A revista estadunidense “news week” publicou ano passado reportagem de capa em que expunha a lógica insensata de que “deveríamos amar a bomba nuclear porque ela fará do mundo um lugar mais pacifico”. A ideia, repito, insensata, é de que os países nuclearmente armados estariam seguros porque nenhum outro ousaria atacá-los. Lendo isso, sentimos saudades do bom povo da Virgínia e lamentamos a doença moral que vitimou a sociedade estadunidense.
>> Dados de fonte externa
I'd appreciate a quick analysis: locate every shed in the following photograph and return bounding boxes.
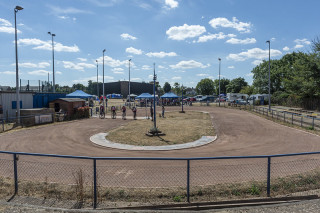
[49,98,85,116]
[0,91,33,120]
[66,90,92,98]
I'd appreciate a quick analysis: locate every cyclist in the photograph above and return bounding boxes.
[121,106,127,120]
[99,105,106,118]
[132,106,137,120]
[111,106,117,119]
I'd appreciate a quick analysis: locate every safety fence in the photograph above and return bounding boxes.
[216,102,320,130]
[0,151,320,209]
[0,113,55,133]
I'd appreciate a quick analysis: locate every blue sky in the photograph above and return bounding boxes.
[0,0,320,87]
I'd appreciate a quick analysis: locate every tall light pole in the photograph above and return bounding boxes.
[96,60,99,98]
[102,49,107,113]
[266,40,271,112]
[14,6,23,124]
[129,59,131,107]
[218,58,221,107]
[48,32,56,92]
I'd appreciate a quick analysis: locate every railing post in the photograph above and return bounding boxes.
[13,154,18,195]
[187,160,190,203]
[267,157,271,197]
[93,159,97,209]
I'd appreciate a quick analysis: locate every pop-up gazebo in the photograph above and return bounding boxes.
[66,90,92,99]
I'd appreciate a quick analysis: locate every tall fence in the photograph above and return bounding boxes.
[216,102,320,130]
[0,151,320,208]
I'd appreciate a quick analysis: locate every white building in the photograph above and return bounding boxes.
[227,93,249,102]
[0,91,33,119]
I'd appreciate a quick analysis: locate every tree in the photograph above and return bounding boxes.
[227,77,248,93]
[196,78,215,95]
[163,82,171,93]
[214,78,230,94]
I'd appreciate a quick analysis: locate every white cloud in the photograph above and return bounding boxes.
[165,0,179,9]
[166,24,206,41]
[146,51,177,58]
[78,58,87,62]
[197,73,209,77]
[282,46,290,52]
[28,70,51,76]
[251,59,263,66]
[120,33,137,40]
[170,60,210,69]
[0,71,16,75]
[18,62,50,68]
[226,38,257,44]
[294,38,311,49]
[112,67,124,74]
[227,48,282,61]
[209,17,252,33]
[126,47,142,55]
[62,61,96,71]
[141,65,151,70]
[0,18,21,34]
[18,38,80,52]
[193,32,236,43]
[97,55,127,67]
[171,76,181,80]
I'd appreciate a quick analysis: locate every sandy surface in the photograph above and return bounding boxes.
[0,106,320,187]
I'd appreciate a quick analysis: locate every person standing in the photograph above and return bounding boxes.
[162,105,165,118]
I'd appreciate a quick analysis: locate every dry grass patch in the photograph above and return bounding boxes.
[106,111,215,146]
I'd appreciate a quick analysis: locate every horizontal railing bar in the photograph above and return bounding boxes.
[0,151,320,160]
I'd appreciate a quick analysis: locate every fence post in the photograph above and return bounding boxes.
[93,159,97,209]
[267,157,271,197]
[187,160,190,203]
[13,154,18,195]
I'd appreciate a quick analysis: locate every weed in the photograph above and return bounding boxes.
[173,195,181,202]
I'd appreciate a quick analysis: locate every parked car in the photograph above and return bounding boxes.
[200,96,215,102]
[216,98,226,102]
[236,98,247,105]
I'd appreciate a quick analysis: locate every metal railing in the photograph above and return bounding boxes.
[217,102,320,130]
[0,151,320,209]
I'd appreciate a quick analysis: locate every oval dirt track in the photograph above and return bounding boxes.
[0,106,320,187]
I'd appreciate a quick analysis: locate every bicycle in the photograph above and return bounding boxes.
[112,111,117,119]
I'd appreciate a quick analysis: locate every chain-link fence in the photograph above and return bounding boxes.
[216,102,320,130]
[0,151,320,208]
[19,79,53,92]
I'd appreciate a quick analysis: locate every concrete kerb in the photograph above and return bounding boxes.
[90,133,217,151]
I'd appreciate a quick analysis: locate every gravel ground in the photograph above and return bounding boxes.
[0,199,320,213]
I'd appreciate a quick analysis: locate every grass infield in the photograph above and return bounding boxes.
[106,111,215,146]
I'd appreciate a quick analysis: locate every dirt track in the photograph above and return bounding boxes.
[0,107,320,187]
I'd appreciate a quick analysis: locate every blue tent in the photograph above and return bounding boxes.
[161,92,180,98]
[136,93,153,99]
[66,90,92,98]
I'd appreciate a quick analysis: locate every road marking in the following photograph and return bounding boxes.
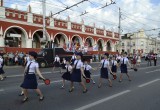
[75,90,131,110]
[138,79,160,87]
[146,69,160,73]
[7,65,160,78]
[0,89,4,92]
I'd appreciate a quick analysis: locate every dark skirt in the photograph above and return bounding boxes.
[71,69,82,82]
[111,66,117,73]
[84,70,91,78]
[71,59,75,65]
[100,68,108,79]
[0,67,5,74]
[61,63,66,69]
[54,62,61,67]
[62,72,71,81]
[117,59,120,63]
[21,74,38,89]
[120,64,128,73]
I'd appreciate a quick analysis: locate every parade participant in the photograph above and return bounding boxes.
[61,60,72,89]
[53,55,62,73]
[119,52,131,82]
[0,55,6,81]
[21,52,45,102]
[116,55,121,63]
[111,56,118,80]
[153,54,157,66]
[137,55,141,66]
[132,54,137,69]
[69,52,88,93]
[83,60,96,84]
[61,58,66,69]
[98,53,112,88]
[71,53,76,65]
Não podemos permitir a proliferação de armas nucleares. Em verdade devemos evitar uma eventual nova corrida armamentista, desta vez em escala multipolar. Precisamos convencer as nações e os líderes políticos de que um mundo pacífico se faz sem armas. Nesse sentido é louvável a iniciativa do governo Obama, no que tange à sua nova política nuclear. O desmantelamento (percebam, não eliminação) de parte das velhas ogivas nucleares postas em mísseis pela Rússia e pelos Estados Unidos, apesar de ter sido em grande parte uma medida para prover os dois países de maior poder de barganha na revisão do TNP em maio, é um passo, ainda que pequeno, no caminho de um mundo mais seguro e livre de armas nucleares. É preciso, ao mesmo tempo em que provemos o mundo de energia nuclear para fins pacíficos, zelar para que nenhum outro país do mundo desenvolva tal energia com intenções bélicas. Tão imperativo quanto isso é a eliminação dos arsenais atômicos dos países que já o possuem. Contudo, uma enorme preocupação deve surgir na mente dos homens quando a diplomacia falha e as medidas coercitivas começam a ser cogitadas. É por isso que devemos sempre prezar o diálogo e insistir incansavelmente nas soluções pacíficas das controvérsias. O momento não é apropriado para aumentar as sanções contra o Irã. Eventuais coerções podem levar o país a curvar-se perante a sociedade internacional (o que na nossa concepção é pouco provável), ou levá-lo a atitudes menos regradas diante de posições hostis a ele, de sorte que as sanções devem ser evitadas enquanto não houver mais que suspeitas. Não há motivo para essa reação afoita e desesperada por parte de países que se mostram claramente temerosos quanto ao possível, mas não provado programa atômico bélico iraniano, países estes, que principal e ironicamente são aqueles que dizem se sentir seguros por possuírem arsenal nuclear.